We have already seen the utilitarian qualities of this ETF come to the fore this year; it is well documented that 2022 has not been a particularly serene year for the markets. On a YTD basis, the VIX is up around 37%; Interestingly, during this period we have seen the traditionally popular growth segment of the S&P 500, represented by the Invesco S&P 500 High Beta (SPHB) ETF, lose its AUM by an identical percentage. Meanwhile, our defensive vehicle – SPLV, although not tearing down any trees, saw its AUM maintained for the same period.
The useful qualities of SPLV in an environment like this can also be viewed over a much longer period and will give you an idea of the type of product you are looking for. If you consider a 10-year look-back period, note that SPLV’s annualized standard deviation of its monthly returns is only about half that of SPHB. Also crucially note SPLV’s superior Sortino ratio, which gives you an idea of an ETF’s ability to juggle downside deviation, or harmful volatility, in its quest to generate excess returns. Also note that the maximum drawdown with the low-beta cohort of SPLV was much less pronounced than SPHB.
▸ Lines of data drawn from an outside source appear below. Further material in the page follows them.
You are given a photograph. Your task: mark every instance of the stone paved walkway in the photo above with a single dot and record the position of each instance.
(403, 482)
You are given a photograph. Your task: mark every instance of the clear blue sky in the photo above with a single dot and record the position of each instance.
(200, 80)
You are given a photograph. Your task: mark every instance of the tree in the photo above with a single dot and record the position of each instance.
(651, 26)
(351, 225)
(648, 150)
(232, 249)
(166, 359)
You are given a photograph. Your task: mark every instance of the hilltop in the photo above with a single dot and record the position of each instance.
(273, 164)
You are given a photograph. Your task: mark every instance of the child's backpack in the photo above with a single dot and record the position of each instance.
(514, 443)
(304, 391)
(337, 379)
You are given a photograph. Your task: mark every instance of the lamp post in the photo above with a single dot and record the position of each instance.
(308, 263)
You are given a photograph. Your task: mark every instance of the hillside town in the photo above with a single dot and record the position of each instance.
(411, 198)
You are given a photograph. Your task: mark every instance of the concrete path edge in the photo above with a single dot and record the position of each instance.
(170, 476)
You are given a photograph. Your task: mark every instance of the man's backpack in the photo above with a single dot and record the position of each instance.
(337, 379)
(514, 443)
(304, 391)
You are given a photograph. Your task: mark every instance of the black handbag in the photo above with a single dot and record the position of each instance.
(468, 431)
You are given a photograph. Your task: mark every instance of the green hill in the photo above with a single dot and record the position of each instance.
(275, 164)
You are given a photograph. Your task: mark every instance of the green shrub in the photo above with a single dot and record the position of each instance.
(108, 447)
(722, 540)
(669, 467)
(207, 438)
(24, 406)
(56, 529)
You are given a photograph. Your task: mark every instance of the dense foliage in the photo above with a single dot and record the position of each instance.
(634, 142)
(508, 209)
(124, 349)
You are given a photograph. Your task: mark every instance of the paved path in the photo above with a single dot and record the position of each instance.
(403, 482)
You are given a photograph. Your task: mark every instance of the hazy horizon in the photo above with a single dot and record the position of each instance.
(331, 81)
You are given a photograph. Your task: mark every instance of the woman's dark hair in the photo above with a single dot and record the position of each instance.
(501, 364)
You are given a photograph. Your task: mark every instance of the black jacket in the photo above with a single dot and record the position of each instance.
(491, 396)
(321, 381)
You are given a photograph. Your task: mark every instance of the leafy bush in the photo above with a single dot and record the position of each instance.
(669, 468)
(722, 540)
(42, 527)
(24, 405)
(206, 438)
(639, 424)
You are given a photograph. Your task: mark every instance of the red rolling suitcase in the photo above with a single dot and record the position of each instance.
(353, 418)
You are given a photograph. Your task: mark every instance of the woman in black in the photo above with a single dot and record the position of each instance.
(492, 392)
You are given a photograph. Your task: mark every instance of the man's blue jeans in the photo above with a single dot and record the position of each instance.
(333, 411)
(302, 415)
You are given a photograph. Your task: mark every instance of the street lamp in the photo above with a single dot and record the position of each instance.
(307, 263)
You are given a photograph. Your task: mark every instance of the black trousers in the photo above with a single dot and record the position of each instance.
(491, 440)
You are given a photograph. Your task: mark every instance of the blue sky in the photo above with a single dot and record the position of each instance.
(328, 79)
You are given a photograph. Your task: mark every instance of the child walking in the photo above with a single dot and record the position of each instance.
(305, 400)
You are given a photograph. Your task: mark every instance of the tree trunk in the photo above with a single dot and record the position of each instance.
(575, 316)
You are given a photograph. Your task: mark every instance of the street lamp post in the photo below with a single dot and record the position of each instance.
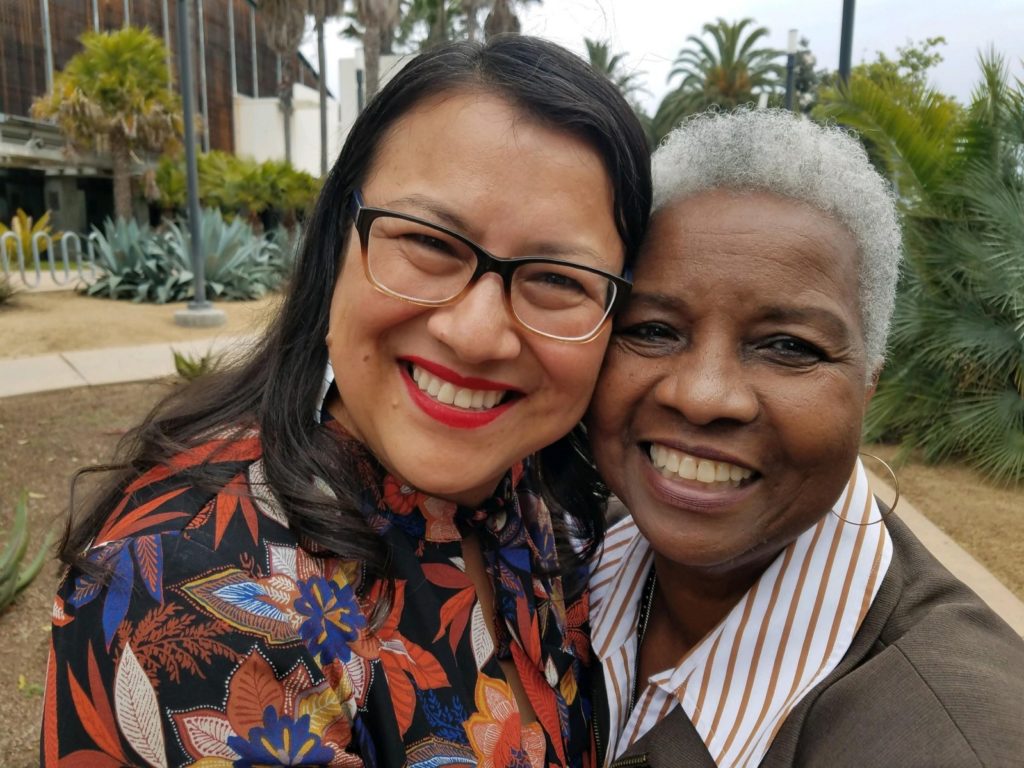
(200, 312)
(791, 68)
(846, 42)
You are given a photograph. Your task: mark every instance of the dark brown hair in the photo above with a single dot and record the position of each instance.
(275, 387)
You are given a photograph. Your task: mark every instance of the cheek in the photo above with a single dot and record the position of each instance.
(571, 372)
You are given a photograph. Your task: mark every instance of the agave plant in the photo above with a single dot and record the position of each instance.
(13, 578)
(240, 264)
(135, 265)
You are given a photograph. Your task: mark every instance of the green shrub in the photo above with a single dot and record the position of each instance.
(240, 264)
(13, 579)
(156, 266)
(239, 186)
(135, 265)
(25, 229)
(190, 368)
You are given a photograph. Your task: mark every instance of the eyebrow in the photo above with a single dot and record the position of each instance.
(443, 215)
(452, 220)
(773, 313)
(808, 315)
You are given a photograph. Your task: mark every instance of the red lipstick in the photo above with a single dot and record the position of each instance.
(467, 382)
(452, 416)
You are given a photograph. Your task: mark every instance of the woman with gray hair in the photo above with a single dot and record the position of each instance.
(759, 606)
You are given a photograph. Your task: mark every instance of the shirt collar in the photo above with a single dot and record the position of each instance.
(784, 636)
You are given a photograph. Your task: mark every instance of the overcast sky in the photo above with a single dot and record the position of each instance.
(651, 32)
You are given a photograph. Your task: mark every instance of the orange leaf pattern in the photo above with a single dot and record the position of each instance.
(221, 640)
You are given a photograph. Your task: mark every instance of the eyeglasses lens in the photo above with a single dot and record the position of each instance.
(423, 264)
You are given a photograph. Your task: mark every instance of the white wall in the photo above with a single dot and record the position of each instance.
(259, 129)
(348, 85)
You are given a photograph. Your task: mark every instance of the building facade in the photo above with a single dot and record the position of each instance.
(230, 60)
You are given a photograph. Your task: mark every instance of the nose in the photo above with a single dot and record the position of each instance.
(478, 327)
(709, 385)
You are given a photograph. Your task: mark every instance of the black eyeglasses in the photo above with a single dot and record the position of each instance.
(418, 261)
Then I recognize that you won’t quite get the breakneck profit growth boost that SPHB Constituents can offer you, but I don’t think you can dismiss the income-generating qualities of some of the top holdings. of SPLV, which will serve as a very useful cushion during choppy market environments or prolonged pullbacks.
For example, consider SPLV’s top holdings; With the possible exception of The Hershey Co., all of these other stocks currently offer futures yields above the median of the sector to which they belong (the variance of Procter & Gamble (PG) is hardly significant).
SPLV is dominated by two sectors in particular; utilities which represent ~24% of the total portfolio and consumer staples which represent 23% of the total portfolio. As noted in the Leaders/Laggers section of the Lead-Lag report (where I compare various market segments to the SPY), long-term conditions for these two sectors look relatively healthy.
Subscribers to the Lead-Lag Report would recognize that I use a series of time-tested inter-market signals to gauge relative volatility conditions, and based on these signals, I advise investors to play the attack or the defense.
Now, even though 2022 has so far been quite difficult for equity investors to navigate, I continue to believe that a deeper risk environment is brewing, which could further increase the appeal of an SPLV. Why do I think so?
Well, consider the economic outlook, which is expected to deteriorate in the coming months; GDP forecasts for the first quarter quickly fell from 3% at the start of the year to something between 1.3% and 1.7%. It also makes the IMF’s 4% forecast for the fiscal year particularly outlandish. As noted in the recent edition of the Lead-Lag report, I also don’t think you can be particularly calm about growth expectations when the Fed appears to be acting quite aggressively with rates. Powell hinted that the Fed will likely only commit to quarter-point rate hikes at each of the remaining Fed meetings this year, but clearly the futures market isn’t buying that. , and rather, what you’re looking at is, 40% expect us to get 50 basis point hikes in May and June (Governors like Governor Bullard and Waller have also postulated this).
Tighter monetary conditions and slower growth is just the right concoction for recession risks to rise and you see that reflected in bond market trends where the Treasury yield curve is flattening, and we are not too far off to see the 10Y/2Y reversal.
Finally, also note the possibility of mean reversion with something like SPLV, as investors potentially turn away from SPHB. Currently, the relative strength ratio of SPLV vs. SPHB seems quite outside the normalized range, and that might entice defensive-minded value hunters to join us.